Following the attack, KDF commanders are said to be worried about the morale of Kenyan forces under Amisom, who are grappling with other unsolved issues like delayed allowances, lack of equipment, misconduct of commanders and, increasingly, the intractable nature of the KDF’s occupation of southern Somalia.
“In military terms, it appears the contingent was blind, hence vulnerable to infiltration, unable to detect the impending attack,” a retired military officer with sources inside the Kenyan contingent in Somalia told The Standard on Sunday.
He said summoned commanders will be required to explain whether troops manning the three sectors applied any lessons from the El Adde attack or if pre-attack intelligence was received.
Low morale
The former officer said that although Kenya’s military is highly trained, its soldiers are not suited for the kind of asymmetrical war tactics employed by insurgents. Constant attacks in a war that never seems to end or embody clear objectives also affects their morale, he says.
According to the Amisom official based in Kismayu, the attack and its success could only happen because the attackers knew the layout of the camp, location of key installations and capacity for the soldiers to respond, possibly after studying the behaviour of the Kenyans for a long time and after infiltrating the camp.

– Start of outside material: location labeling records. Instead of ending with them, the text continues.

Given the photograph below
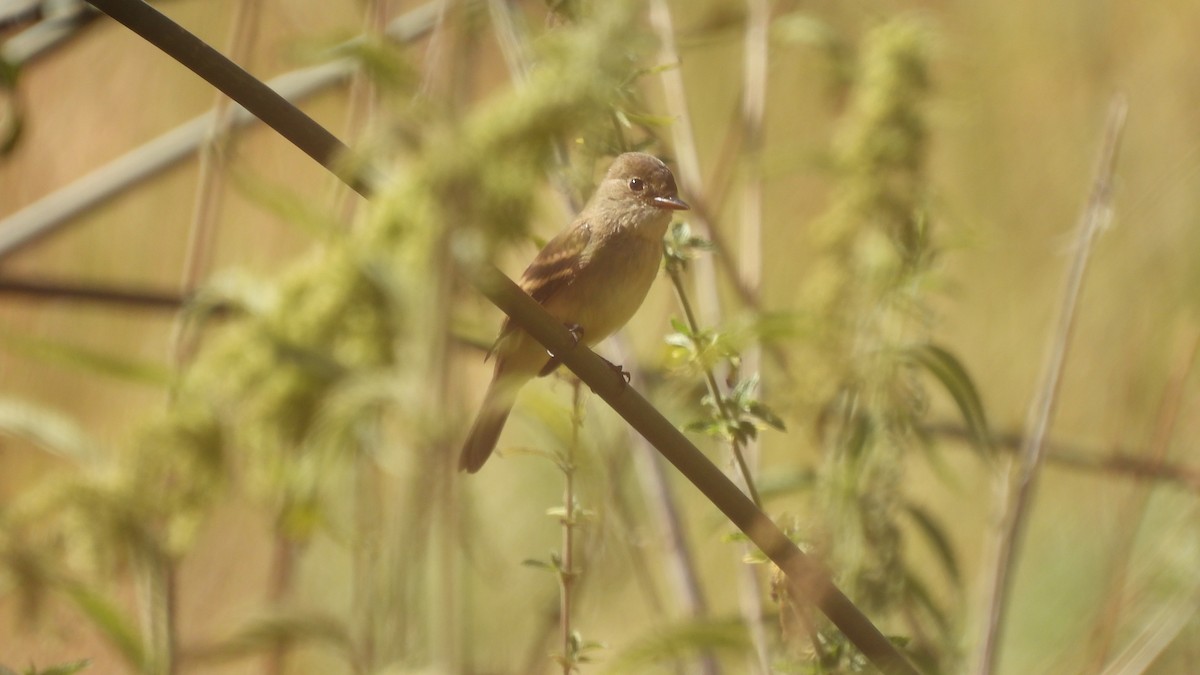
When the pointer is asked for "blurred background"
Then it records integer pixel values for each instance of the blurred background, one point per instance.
(385, 560)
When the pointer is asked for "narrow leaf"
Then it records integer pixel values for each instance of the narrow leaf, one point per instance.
(61, 353)
(928, 526)
(949, 371)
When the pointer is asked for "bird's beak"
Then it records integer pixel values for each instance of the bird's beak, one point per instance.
(673, 203)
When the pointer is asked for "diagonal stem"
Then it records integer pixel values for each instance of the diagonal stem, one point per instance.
(1096, 216)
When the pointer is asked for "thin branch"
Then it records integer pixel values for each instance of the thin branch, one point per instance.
(1096, 216)
(54, 210)
(749, 268)
(210, 183)
(1133, 514)
(1120, 461)
(808, 578)
(131, 298)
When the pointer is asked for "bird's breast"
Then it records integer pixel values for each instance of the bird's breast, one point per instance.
(610, 286)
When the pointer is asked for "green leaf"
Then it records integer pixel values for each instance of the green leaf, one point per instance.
(289, 205)
(267, 633)
(681, 640)
(63, 669)
(954, 378)
(767, 416)
(111, 621)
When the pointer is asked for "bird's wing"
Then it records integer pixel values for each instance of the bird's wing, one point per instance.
(555, 268)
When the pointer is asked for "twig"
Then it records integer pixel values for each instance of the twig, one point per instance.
(1096, 216)
(1121, 461)
(1133, 513)
(749, 272)
(714, 388)
(659, 496)
(54, 210)
(132, 298)
(567, 573)
(210, 183)
(808, 577)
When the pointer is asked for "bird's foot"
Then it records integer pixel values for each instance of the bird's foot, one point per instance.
(619, 370)
(576, 332)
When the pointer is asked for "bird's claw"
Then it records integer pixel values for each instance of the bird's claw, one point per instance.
(576, 332)
(624, 374)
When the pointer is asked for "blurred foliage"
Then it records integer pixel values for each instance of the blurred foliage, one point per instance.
(327, 395)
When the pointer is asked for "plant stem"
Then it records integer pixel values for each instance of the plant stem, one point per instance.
(1096, 216)
(714, 387)
(567, 574)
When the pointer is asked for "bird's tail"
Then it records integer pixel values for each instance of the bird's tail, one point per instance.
(487, 426)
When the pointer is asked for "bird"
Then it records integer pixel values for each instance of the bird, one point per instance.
(592, 278)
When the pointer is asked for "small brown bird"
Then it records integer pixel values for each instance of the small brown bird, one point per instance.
(593, 276)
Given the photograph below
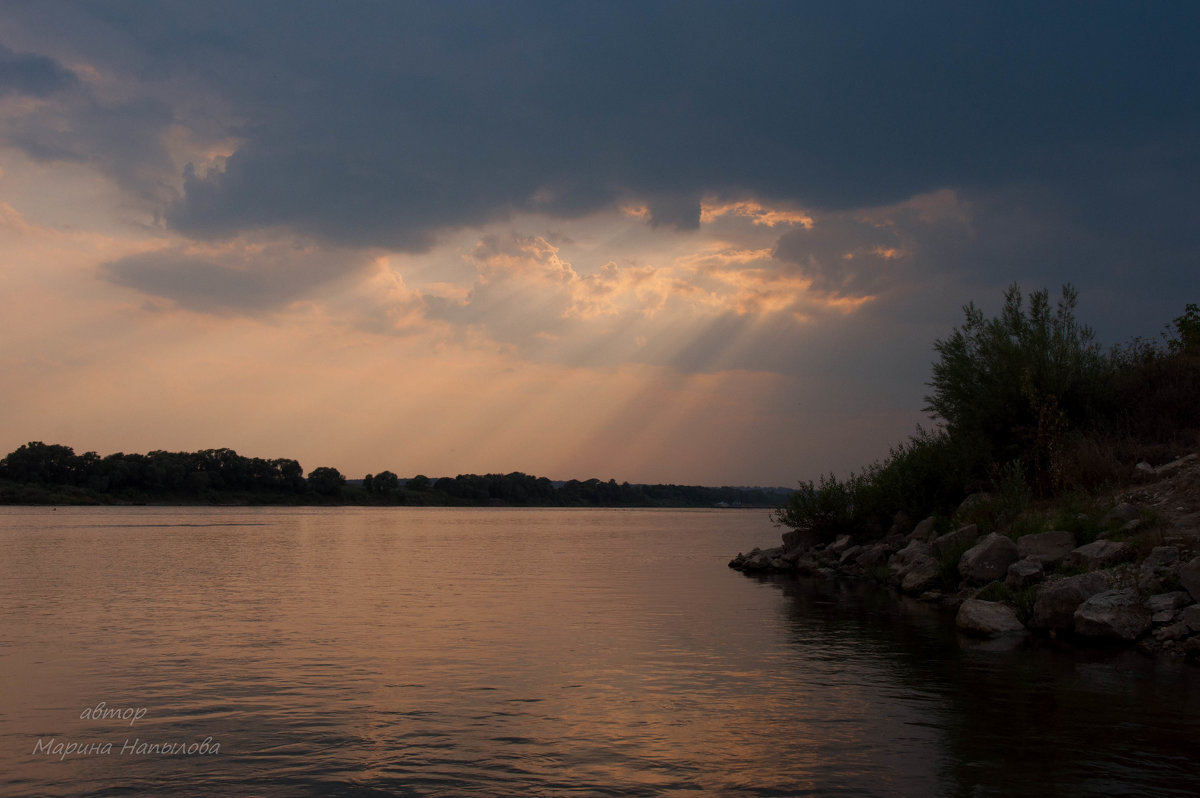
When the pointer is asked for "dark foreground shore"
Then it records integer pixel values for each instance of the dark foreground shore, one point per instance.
(1135, 582)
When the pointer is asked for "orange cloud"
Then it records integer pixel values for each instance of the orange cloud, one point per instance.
(756, 213)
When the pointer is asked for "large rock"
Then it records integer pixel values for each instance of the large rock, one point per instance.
(958, 540)
(873, 556)
(988, 561)
(1189, 576)
(988, 619)
(799, 539)
(1048, 547)
(1164, 606)
(921, 575)
(1056, 601)
(923, 532)
(1117, 615)
(1024, 573)
(915, 559)
(838, 546)
(1101, 553)
(1121, 515)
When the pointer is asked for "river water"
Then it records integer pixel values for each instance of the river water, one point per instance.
(479, 652)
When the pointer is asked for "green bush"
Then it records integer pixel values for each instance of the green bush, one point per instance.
(1011, 387)
(919, 477)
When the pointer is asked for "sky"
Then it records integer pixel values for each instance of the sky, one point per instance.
(696, 243)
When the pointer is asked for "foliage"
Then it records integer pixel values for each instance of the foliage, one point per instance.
(325, 481)
(1187, 331)
(37, 473)
(1031, 407)
(919, 477)
(1011, 387)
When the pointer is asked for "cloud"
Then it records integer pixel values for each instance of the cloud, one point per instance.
(393, 125)
(240, 276)
(33, 76)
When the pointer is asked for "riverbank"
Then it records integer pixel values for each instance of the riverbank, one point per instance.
(1115, 569)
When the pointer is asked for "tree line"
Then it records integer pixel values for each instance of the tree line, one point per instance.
(39, 473)
(1027, 408)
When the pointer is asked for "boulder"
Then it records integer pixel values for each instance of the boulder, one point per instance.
(1056, 601)
(1162, 557)
(1048, 547)
(1024, 573)
(921, 575)
(958, 540)
(1191, 616)
(839, 545)
(1163, 606)
(849, 555)
(923, 531)
(1189, 577)
(988, 619)
(1115, 615)
(799, 539)
(988, 561)
(873, 556)
(916, 558)
(1101, 553)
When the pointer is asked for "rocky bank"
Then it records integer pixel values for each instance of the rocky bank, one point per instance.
(1137, 583)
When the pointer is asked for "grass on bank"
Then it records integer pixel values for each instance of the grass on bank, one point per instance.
(1032, 412)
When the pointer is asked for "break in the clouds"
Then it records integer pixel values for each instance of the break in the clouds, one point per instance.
(781, 191)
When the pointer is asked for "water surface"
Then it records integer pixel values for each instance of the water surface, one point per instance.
(445, 652)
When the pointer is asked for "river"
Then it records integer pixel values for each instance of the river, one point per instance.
(511, 652)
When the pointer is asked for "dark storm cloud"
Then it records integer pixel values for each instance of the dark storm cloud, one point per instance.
(250, 280)
(382, 123)
(33, 76)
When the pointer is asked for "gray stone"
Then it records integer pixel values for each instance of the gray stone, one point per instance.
(921, 575)
(1056, 601)
(910, 552)
(1024, 573)
(958, 540)
(873, 556)
(923, 531)
(988, 561)
(799, 539)
(1162, 557)
(988, 619)
(913, 557)
(839, 545)
(1047, 547)
(1101, 553)
(850, 555)
(1117, 615)
(1191, 617)
(1189, 576)
(1174, 631)
(1163, 606)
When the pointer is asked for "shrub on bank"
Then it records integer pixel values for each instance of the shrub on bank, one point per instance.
(1029, 407)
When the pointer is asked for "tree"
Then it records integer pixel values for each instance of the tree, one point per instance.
(41, 463)
(1011, 385)
(384, 483)
(325, 481)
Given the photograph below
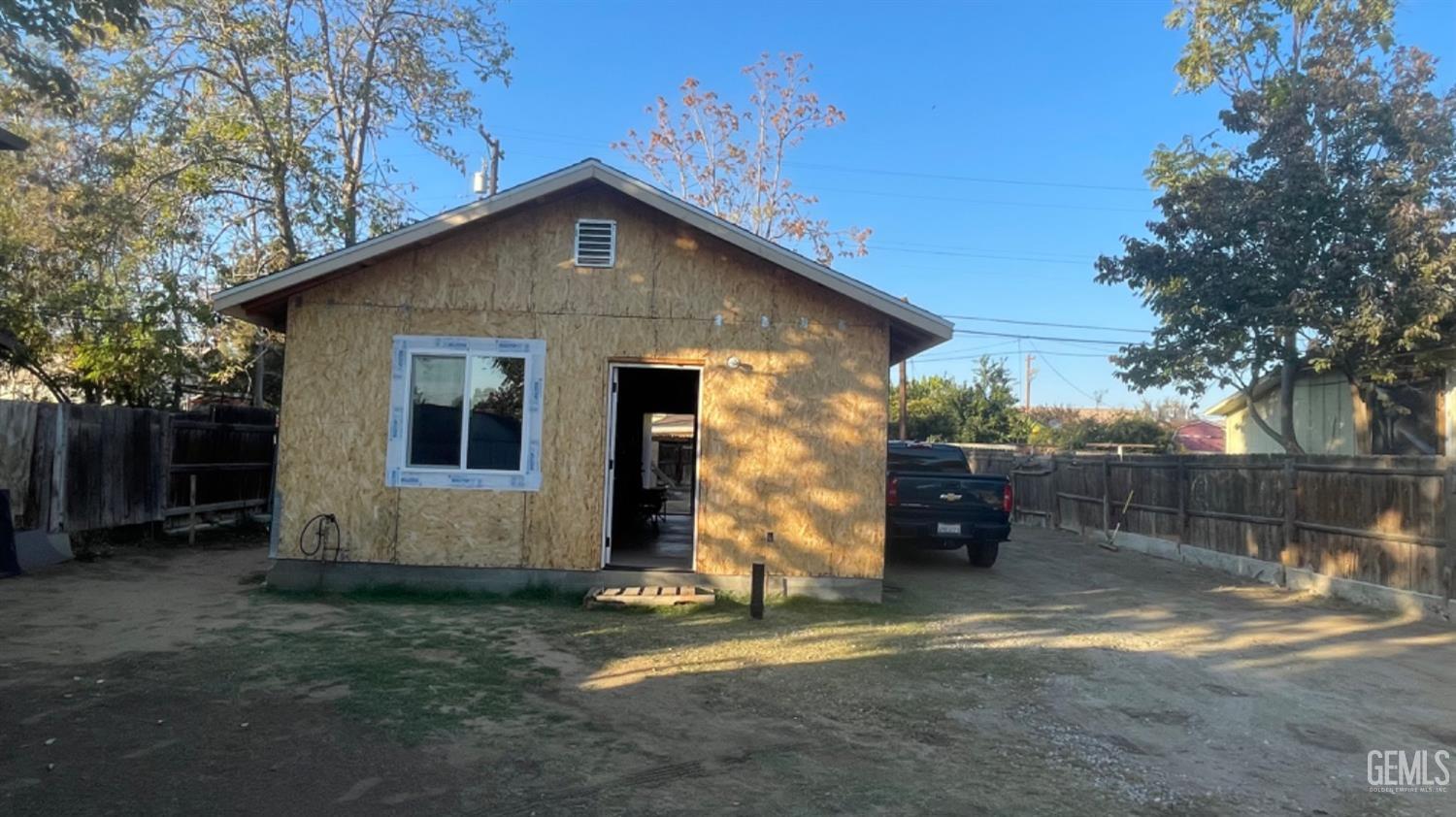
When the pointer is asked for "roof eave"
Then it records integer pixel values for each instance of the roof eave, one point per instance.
(917, 329)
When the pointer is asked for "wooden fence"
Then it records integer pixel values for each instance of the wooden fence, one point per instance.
(72, 468)
(1383, 520)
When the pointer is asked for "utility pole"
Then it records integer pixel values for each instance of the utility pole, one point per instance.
(1025, 402)
(488, 180)
(903, 399)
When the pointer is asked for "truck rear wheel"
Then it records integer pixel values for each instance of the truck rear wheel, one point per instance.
(983, 554)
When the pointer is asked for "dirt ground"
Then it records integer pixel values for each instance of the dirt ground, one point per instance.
(1065, 680)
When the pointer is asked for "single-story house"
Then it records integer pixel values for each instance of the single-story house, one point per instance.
(1199, 438)
(465, 399)
(1411, 417)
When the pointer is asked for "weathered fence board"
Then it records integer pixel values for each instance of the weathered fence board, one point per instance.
(1385, 520)
(86, 467)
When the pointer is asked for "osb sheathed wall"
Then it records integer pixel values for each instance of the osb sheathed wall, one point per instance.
(792, 441)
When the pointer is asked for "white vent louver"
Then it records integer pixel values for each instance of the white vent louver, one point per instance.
(596, 242)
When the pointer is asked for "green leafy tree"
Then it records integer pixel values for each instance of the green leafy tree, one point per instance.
(943, 409)
(1319, 233)
(37, 34)
(220, 142)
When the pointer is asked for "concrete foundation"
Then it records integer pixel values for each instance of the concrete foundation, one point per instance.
(341, 577)
(1371, 595)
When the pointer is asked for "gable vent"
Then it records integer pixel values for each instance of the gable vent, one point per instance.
(596, 242)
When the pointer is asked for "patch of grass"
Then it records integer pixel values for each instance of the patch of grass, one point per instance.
(410, 676)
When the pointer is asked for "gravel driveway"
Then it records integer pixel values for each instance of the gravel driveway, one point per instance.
(1066, 680)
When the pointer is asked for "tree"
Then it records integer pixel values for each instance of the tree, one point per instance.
(731, 162)
(1319, 235)
(32, 32)
(224, 140)
(943, 409)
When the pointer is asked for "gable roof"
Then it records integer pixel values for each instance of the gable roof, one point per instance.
(261, 300)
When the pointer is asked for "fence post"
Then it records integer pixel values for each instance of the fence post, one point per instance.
(1182, 500)
(1056, 502)
(191, 513)
(1107, 493)
(1290, 532)
(1449, 534)
(58, 456)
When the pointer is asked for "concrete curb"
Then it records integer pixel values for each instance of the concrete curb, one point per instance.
(1299, 580)
(343, 577)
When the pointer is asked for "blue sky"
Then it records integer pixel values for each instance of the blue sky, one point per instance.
(1065, 99)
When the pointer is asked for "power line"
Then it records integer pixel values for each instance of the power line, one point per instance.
(976, 180)
(1047, 338)
(1075, 387)
(1045, 323)
(577, 139)
(879, 247)
(986, 201)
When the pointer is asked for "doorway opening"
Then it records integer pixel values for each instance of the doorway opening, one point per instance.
(651, 508)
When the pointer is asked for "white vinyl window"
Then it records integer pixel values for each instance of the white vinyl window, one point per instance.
(466, 412)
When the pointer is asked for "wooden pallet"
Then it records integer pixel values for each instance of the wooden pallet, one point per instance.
(649, 596)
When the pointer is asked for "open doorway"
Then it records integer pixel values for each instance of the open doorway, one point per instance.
(651, 510)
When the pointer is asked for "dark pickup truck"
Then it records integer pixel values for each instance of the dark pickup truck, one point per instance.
(935, 502)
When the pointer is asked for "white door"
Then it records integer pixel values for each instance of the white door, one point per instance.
(612, 465)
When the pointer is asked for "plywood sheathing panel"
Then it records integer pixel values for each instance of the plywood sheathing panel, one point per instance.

He said after wrecking the camp, the attackers appear to have inflicted a psychological blow on a separate Kenyan camp in the vicinity, either dissuading them from advancing to rescue their compatriots or preventing a rescue through Improvised Explosive Devices on routes leading to the Kulbiyow camp.
“The Kenyans must examine the conduct of the military mission to find out if commanders are observing laid down standard procedures of protecting their defences, screening all who visit their camps and find out whether the equipment used is up to date and relevant for the war effort,” one source said.
The source, who is a trained soldier and has served with KDF in Somalia, said Al Shabaab has improved its skills and training in explosives and asymmetrical warfare after losing most towns and capturing heavy vehicles and heavy weapons from Uganda, Burundian and Kenyans forces in past invasions.
They have also received more arms from friendly states and non-state actors in the region and the Middle East.
The expert says Kenyans ought to improve their strategy and tactics to adapt to Al Shabaab and in the short term boost and integrate civilian and military surveillance and reconnaissance in Kenya and Somalia.